The open expression of this attitude leads some doctors, lawyers, judges, politicians, clergy, scientists, professors, bankers, and corporation executives to recognize that they do not enjoy the unquestioned halo of respect they hoped to command when they chose their careers. Writers cooperated by portraying elites in dark colors. Scientists are painted as entrepreneurs who are as hungry for fame and wealth as any rock star. James Watson’s description of the investigators involved in the discovery of the structure of DNA affirmed this message.

A comparison of the celebratory essays on George Washington written prior to 1900 with recent biographies reflects a new eagerness to reduce the size of the shadow elites cast. Washington would surely have been upset by the books and essays of the past 20 years which question his brilliance as a general while portraying an ambitious, vain, unimaginative man who loved elegant clothes and worried constantly about his reputation.

The attacks on elite can reduce their motivation to honor the ethics of their professional position. Some physicians turn in fraudulent claims to Medicare; some scientists publish fraudulent findings; some priests abuse children, some principals of schools encourage teachers to falsify pupils’ test scores; some accountant executives approve dishonest annual reports to stockholders; and some employees of investment firms lie to their clients. The criticisms leveled at elites made these betrayals easier. Sadly, one of humanity’s frailties is the habit of believing what others say and altering one’s behavior so that it is in accord with the other’s judgments. If the community continues to say that a majority of adults in elite roles have flawed characters, some will cooperate by confirming the community’s belief.
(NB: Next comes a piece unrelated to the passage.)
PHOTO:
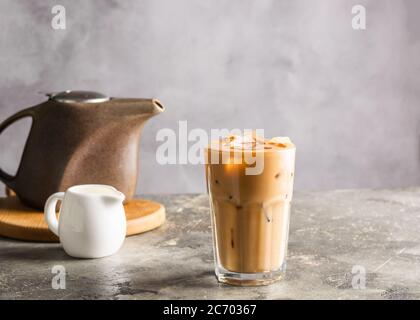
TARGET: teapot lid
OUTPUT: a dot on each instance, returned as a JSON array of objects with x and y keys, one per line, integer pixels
[{"x": 78, "y": 96}]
When those at the top of the status pyramid sense that the contract they thought they had with members of their society has been broken, the pride that accompanies a perfect performance, as well as loyalty to the behavioral code associated with their role, can become muted and the strength of commitment a little weaker. The American Medical Association is troubled by the increasing number of American doctors who are abandoning a long standing ethical requirement to avoid criticizing the competence of another physician either to a colleague or a patient. Doctors who saw themselves as highly paid laborers in the health care system rather than members of a sacred profession might be expected to behave this way.

The current lack of leaders with moral authority is troubling because there are so many seemingly intractable problems that such individuals might help to resolve. This lacuna, along with the current misbehaviors of some elites, could represent one of the costs of an egalitarian, anti-elitist philosophy that brought America civic harmony and the understanding that every youth, no matter how compromised their childhood, has the possibility of fulfilling their fondest dream.

On the other hand, the current reluctance to award elites any special respect might have a benevolent face if it persuaded youth from non-elite families to realize that they, too, can achieve a higher status. Martin Luther’s rebellion against the elites in the Vatican permitted sixteenth century Europeans to entertain the idea that no person or institution was inherently sacred and protected from scrutiny indefinitely. Everyone can be challenged and anyone can, through effort and character, attain a higher status. This bold idea helped Europe, which was a backwater region in 1400, to become a world leader in science, education, democratic governments, commerce, and military power only 250 years after Luther mounted his criticism of a Pope who had abrogated his responsibilities to ordinary Christians. It is too early to tell which scenario will develop from the currently hostile posture toward elites, allowing us to hope that the second path might be the one history will follow.